Massachusetts Workers' Compensation Premium Calculator

Estimate annual workers' comp insurance cost for Massachusetts employees.

Free Massachusetts workers' comp premium estimator. Uses the standard rate-per-$100-of-payroll formula with your class-code base rate, total payroll, and experience modifier to estimate annual premium for Massachusetts employers. Runs in your browser.

How is a Massachusetts workers' comp premium calculated?

The core formula is Premium = (Payroll ÷ 100) × Class Rate × Experience Mod. The class rate is a dollar amount per $100 of payroll set for each job classification, and the experience modifier adjusts it for the employer's own claims history. Massachusetts rates are filed through the Workers' Compensation Rating and Inspection Bureau (WCRIBMA).

This calculator estimates an employer’s annual workers’ compensation premium in Massachusetts using the industry-standard formula. Premium is driven by payroll, the class-code rate for the work being done, and your experience modifier — not by the number of employees. Massachusetts is a competitive private-market state with rates filed through the Workers’ Compensation Rating and Inspection Bureau (WCRIBMA).

How it works

The manual premium formula is:

premium = (annual payroll ÷ 100) × class rate × experience mod
  • Class rate is a dollar amount per $100 of payroll, set per job classification (low for clerical, high for construction).
  • Experience mod adjusts for your claims history: 1.0 is average, below 1.0 is a credit, above 1.0 is a debit.

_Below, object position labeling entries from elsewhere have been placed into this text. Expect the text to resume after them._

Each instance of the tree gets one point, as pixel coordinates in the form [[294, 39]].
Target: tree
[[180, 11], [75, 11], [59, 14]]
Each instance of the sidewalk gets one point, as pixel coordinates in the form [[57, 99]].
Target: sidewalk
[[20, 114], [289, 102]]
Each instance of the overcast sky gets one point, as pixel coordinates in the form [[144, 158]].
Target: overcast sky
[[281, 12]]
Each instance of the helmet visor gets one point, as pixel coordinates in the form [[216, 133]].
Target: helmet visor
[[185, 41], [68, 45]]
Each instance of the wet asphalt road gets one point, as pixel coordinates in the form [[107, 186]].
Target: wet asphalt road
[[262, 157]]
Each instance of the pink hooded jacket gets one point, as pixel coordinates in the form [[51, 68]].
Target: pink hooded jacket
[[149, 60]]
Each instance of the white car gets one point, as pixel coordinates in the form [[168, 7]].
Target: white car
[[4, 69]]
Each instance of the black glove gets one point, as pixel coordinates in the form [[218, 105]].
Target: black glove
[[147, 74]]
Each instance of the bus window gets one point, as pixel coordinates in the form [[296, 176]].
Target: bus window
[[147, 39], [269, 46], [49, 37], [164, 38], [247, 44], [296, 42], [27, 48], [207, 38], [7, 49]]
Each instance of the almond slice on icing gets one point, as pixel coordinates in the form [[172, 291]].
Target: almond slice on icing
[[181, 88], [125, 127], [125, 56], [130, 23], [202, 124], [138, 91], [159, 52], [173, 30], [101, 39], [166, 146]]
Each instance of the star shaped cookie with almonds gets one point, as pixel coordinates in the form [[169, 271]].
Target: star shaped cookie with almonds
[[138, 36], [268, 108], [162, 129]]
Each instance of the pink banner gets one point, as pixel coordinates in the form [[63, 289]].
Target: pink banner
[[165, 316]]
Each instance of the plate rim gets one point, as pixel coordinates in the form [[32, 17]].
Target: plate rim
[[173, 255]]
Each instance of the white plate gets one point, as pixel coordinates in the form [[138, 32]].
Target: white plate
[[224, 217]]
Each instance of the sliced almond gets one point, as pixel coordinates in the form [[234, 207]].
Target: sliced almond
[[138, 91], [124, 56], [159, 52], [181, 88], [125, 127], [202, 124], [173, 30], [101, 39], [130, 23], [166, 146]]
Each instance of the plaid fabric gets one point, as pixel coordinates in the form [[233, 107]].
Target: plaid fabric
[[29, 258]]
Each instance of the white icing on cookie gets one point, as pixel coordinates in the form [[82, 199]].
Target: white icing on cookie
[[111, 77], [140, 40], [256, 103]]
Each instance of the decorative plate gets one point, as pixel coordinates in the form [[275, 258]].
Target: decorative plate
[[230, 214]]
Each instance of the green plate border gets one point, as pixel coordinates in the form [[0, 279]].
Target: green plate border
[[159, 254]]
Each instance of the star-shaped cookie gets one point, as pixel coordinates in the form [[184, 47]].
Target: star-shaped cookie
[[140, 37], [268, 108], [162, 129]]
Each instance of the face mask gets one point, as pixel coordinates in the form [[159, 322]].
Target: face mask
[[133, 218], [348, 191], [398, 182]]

For a business with multiple job types, you would run this once per class code and add the results.

Worked example

A landscaping crew with $400,000 payroll, a class rate of $5.50 per $100, and an experience Mod of 0.90:

  • Payroll units = $400,000 ÷ 100 = 4,000
  • Manual premium = 4,000 × $5.50 = $22,000
  • After Mod = $22,000 × 0.90 = $19,800

Notes

  • A Mod below 1.0 rewards a strong safety record; above 1.0 penalizes a poor one. New employers use 1.0.
  • This is the manual premium before schedule credits, premium discounts, surcharges, expense constants, and state assessments — your carrier quote will adjust these.

Disclaimer: Estimate only — not an insurance quote. Class rates and experience modifiers come from WCRIBMA filings and your loss history. Get a formal quote from a licensed Massachusetts carrier or agent for a binding figure.